Polydor released their second album, Ocean of Love, in 1978. Recorded at Nimbus Studios in Toronto, it received positive reviews in national magazines including Rolling Stone and Cosmopolitan and in major daily newspapers. In a glowing review for The New York Times, Robert Palmer commented on Williams’s unique style; “Suzy Williams interprets Mr. Zamcheck’s captivating songs with a controlled sort of frenzy, shaking and shimmying across Tramp’s tiny stage and belting out the more extroverted tunes without once overdoing her red hot‐mama mannerisms,” he wrote. “She is a natural performer and an original whose style seems to owe little to anyone, with the possible exception of her confessed idol, Bessie Smith.”
A new band that included me, John Daniels and a horn section toured to support the record. The group appeared on the TV show Gabe Kaplan Presents the Future Stars in Hollywood, California, and opened for Kaplan in Hollywood, Florida at the Diplomat Hotel, where Suzy’s racy antics brought admonishments from the owner. Specifically, she had a routine where she’d come on stage carrying a huge suitcase and perform a reverse striptease to “I Need a Little Sugar in My Bowl” (which resulted in the group being banned from women’s colleges in New England). In 1980, a different Stormin’ Norman & Suzy band collaborated with Pilobolus Dance Theater on a “punk ballet” at the American Dance Festival.

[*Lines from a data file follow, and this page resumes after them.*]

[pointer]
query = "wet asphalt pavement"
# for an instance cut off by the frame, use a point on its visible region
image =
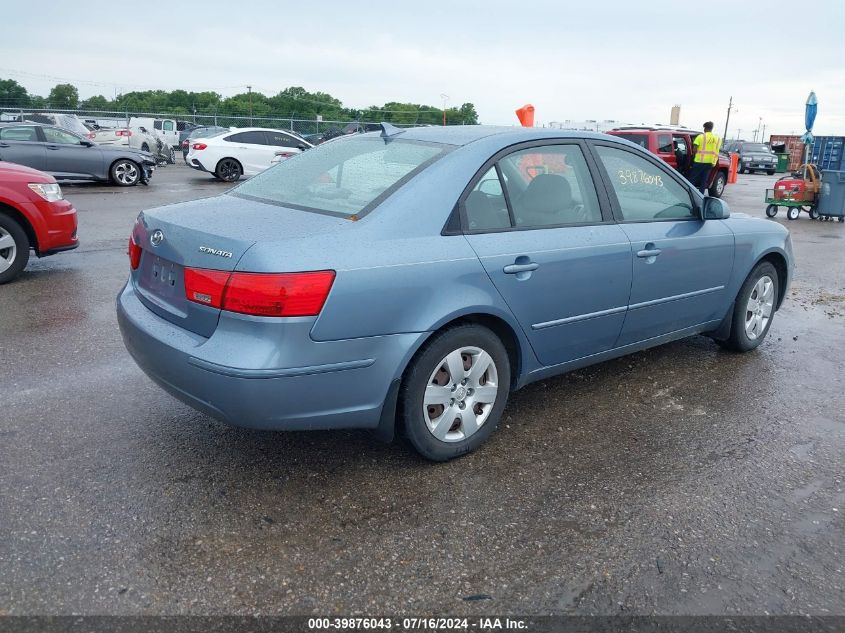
(680, 480)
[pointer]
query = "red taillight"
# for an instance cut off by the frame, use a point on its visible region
(134, 253)
(205, 286)
(260, 294)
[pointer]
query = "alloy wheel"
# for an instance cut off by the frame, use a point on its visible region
(460, 394)
(126, 173)
(759, 308)
(8, 250)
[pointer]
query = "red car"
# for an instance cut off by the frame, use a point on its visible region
(674, 145)
(33, 214)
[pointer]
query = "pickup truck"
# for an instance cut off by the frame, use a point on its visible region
(674, 146)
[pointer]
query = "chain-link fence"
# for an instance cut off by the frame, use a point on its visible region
(111, 118)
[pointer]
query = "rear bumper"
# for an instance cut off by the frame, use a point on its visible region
(286, 381)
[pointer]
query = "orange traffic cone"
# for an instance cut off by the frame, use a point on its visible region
(526, 115)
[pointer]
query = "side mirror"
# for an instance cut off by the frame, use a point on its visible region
(715, 209)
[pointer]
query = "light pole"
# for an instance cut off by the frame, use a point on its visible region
(728, 118)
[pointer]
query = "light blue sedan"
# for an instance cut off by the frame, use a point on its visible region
(411, 279)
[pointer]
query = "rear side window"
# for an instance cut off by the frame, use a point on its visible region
(253, 138)
(345, 177)
(549, 186)
(22, 133)
(644, 191)
(279, 139)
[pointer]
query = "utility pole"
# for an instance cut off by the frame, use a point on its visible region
(728, 118)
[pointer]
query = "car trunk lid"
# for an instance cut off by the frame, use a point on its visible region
(210, 234)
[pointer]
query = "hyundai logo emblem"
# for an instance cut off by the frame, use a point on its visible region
(157, 237)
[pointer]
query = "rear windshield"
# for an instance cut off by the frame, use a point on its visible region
(639, 139)
(344, 177)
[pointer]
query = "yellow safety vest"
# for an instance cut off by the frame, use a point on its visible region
(707, 148)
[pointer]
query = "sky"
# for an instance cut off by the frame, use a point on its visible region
(602, 60)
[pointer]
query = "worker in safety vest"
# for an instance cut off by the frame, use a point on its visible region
(706, 157)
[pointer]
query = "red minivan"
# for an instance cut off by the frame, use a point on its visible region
(674, 145)
(33, 214)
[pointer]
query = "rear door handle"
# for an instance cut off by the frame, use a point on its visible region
(649, 251)
(513, 269)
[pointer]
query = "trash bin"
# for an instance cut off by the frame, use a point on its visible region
(832, 196)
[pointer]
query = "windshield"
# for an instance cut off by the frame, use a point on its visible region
(347, 177)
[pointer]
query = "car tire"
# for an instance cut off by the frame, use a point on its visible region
(425, 413)
(718, 187)
(758, 295)
(228, 170)
(14, 257)
(125, 173)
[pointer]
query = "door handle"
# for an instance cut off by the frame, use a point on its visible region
(513, 269)
(649, 251)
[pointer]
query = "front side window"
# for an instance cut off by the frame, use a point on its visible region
(645, 192)
(22, 133)
(345, 177)
(549, 186)
(54, 135)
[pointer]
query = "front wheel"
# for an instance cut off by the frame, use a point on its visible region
(754, 309)
(454, 392)
(718, 187)
(125, 173)
(14, 249)
(228, 170)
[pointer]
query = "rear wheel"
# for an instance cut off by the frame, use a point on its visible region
(718, 187)
(228, 170)
(754, 309)
(14, 249)
(125, 173)
(454, 392)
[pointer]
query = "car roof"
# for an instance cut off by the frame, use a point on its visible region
(464, 134)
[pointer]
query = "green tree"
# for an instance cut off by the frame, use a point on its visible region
(12, 94)
(64, 96)
(97, 102)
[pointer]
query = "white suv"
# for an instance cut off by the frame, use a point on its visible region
(242, 151)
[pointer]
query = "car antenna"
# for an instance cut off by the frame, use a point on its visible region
(388, 130)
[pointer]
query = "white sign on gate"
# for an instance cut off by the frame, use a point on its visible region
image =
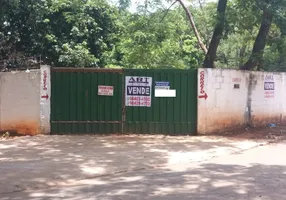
(138, 91)
(104, 90)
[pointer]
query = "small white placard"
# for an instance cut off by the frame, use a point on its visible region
(104, 90)
(165, 93)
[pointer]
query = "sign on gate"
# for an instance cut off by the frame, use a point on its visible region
(104, 90)
(138, 91)
(160, 85)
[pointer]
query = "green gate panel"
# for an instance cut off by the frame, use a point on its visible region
(76, 105)
(167, 115)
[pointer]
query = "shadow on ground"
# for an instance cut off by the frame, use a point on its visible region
(44, 161)
(206, 182)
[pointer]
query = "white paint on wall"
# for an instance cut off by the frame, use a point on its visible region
(226, 104)
(237, 98)
(19, 102)
(45, 99)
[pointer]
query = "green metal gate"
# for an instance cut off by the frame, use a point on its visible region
(167, 115)
(76, 106)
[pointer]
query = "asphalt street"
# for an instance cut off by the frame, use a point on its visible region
(255, 174)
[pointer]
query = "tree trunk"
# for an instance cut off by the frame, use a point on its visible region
(193, 25)
(217, 35)
(260, 42)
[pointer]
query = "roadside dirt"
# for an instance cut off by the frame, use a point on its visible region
(256, 133)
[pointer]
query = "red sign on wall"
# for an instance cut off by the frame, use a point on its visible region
(203, 94)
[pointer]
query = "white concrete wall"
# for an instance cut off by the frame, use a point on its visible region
(228, 107)
(20, 98)
(266, 104)
(45, 103)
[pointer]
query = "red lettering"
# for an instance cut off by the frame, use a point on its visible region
(45, 80)
(202, 82)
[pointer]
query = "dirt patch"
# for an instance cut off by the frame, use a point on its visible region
(256, 133)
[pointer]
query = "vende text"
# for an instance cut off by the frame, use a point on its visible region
(202, 82)
(45, 80)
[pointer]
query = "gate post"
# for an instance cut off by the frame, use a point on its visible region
(45, 100)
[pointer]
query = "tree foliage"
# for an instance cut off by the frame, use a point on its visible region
(106, 33)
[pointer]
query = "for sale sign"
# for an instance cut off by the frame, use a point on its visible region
(138, 91)
(104, 90)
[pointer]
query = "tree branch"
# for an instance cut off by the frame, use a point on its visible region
(193, 25)
(168, 10)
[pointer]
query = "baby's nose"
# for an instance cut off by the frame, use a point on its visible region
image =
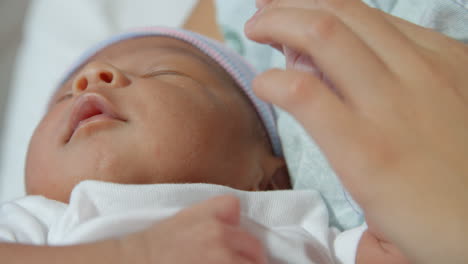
(99, 74)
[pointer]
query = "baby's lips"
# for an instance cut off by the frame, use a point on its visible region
(301, 62)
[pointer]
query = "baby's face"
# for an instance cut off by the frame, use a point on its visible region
(147, 110)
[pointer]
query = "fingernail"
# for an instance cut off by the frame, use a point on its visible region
(251, 22)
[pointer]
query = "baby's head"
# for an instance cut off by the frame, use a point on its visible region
(158, 106)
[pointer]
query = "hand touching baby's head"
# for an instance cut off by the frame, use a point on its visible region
(152, 109)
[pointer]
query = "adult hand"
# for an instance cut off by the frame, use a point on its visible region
(205, 233)
(394, 125)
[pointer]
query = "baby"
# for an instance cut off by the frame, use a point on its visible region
(140, 117)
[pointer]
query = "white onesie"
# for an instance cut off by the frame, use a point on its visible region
(292, 225)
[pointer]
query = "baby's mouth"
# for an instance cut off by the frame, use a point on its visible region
(90, 108)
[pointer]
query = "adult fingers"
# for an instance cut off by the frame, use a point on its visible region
(344, 58)
(371, 27)
(225, 208)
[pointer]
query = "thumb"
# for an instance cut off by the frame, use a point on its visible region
(225, 208)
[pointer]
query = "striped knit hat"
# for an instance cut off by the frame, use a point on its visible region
(242, 72)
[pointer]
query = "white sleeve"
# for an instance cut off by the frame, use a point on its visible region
(27, 220)
(346, 244)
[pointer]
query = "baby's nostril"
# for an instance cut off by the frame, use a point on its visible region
(106, 77)
(82, 84)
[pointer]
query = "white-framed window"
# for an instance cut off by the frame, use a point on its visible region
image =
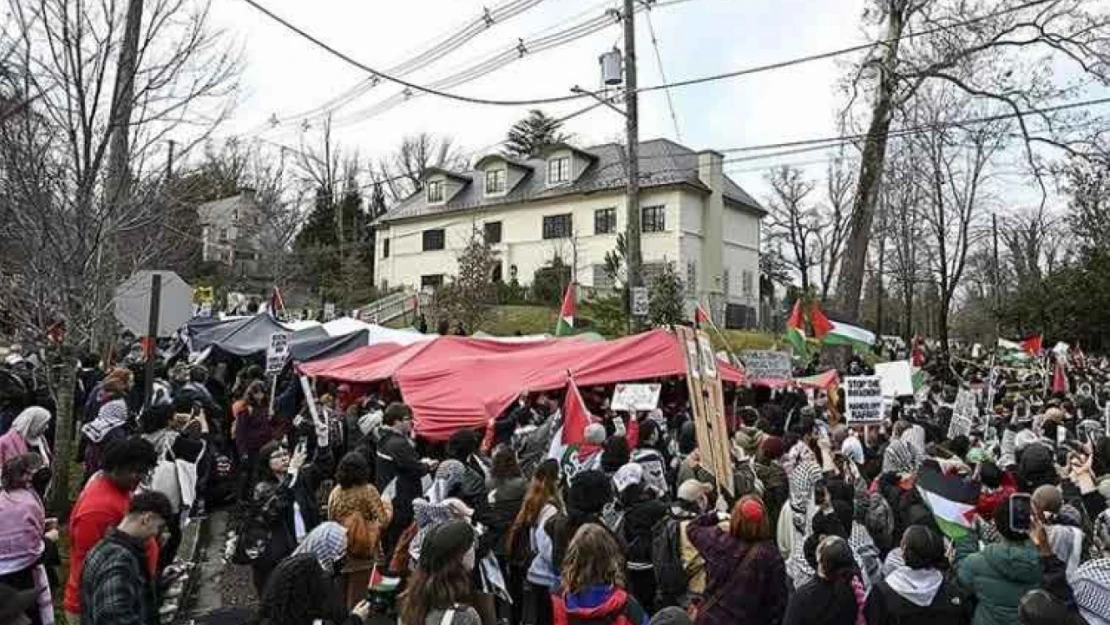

By 1986, Suzy had married another Boston musician, Bill Burnett, and moved back to Los Angeles, where she continues to perform regularly as the “Diva of Venice.” Norman worked as a public-school teacher and administrator for decades in New York City and Connecticut, raising his three kids. Since retiring in 2008, he’s recorded eight albums of original music, performing regularly as “The Real Stormin’ Norman.” He also fronts a “newgrass” trio.
(by Tim Jackson)
Tim Jackson played drums in The Chartbusters and has directed the documentaries, When Things Go Wrong: Robin’s Lane Story (2014) and Marblehead Morning: Daring and Stahl Fifty Years in Harmony (2026). These days he plays in The Band That Time Forgot.